Kids played in the yard, intermittently running to the picnic table to get a marshmallow. One of the adults would help them roast a marshmallow until eventually my oldest nephew, Chance, took over helping them. He was very serious about his s’mores. The kid reminded me more of his dad every day.
I’d laughed more today than any time over the last year. My brothers cracked jokes. Myles and Jonah had loosened up, which sure was something. I’d been back for their weddings, and the guys had been ecstatic on those days, but they’d never shaken their underlying solemnness.
Only tonight, Myles had been out on horseback all day, he was with his wife and daughter, and he was surrounded by his brothers and in-laws—and all of us in-laws had been his foster family at one time.
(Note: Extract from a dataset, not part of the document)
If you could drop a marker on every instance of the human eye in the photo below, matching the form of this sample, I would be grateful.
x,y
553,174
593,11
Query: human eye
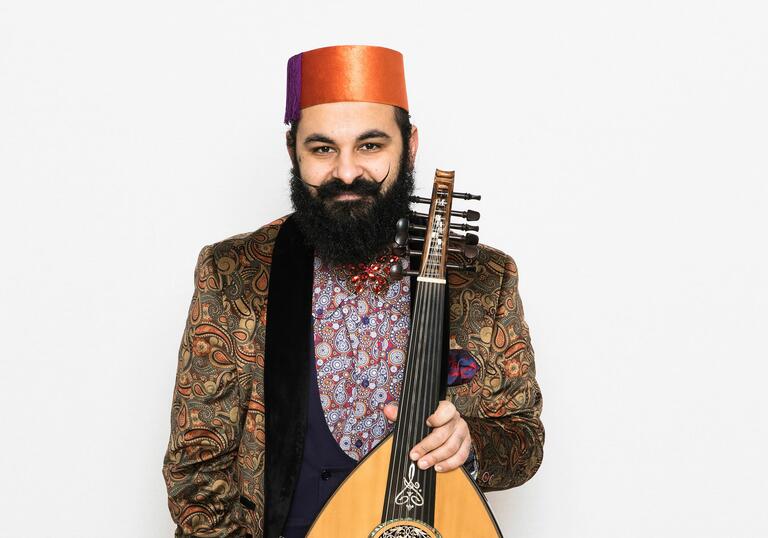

As for Lane and Cruz, when they’d first started working for Mama, they’d been slightly older than me when I’d left home and they had the immaturity to show for it. But under Mama’s care and my brothers’ tutelage—and with my sisters to keep them in a straight line—they’d flourished. Both brothers had Myles’s serious nature, but tonight they were as relaxed as the rest of us.
Mama sat on my side. Wynter and Myles’s daughter, Elsa, was asleep on her chest. Rhys was sitting on the other side of me. Lane had been peppering him abouthis ranch and the animals he grew. The guys marveled over Rhys running a one-man operation compared to the comprehensive Bailey ranch.
Lane leaned forward, looking past Rhys to me. “You gonna join us this week?” He feathered his shaggy dark hair out of his face.
Tate planned to continue moving cattle. He usually kept the weekends free, but today had been an exception. We’d had an impromptu family reunion.
“I’ll have to start charging my brothers if I do,” I said in a snotty tone, a grin pulling at my lips. “And they can’t afford me.”
“Wanna try that again?” Tate said from across the fire. “Tell me who to make the check out to.”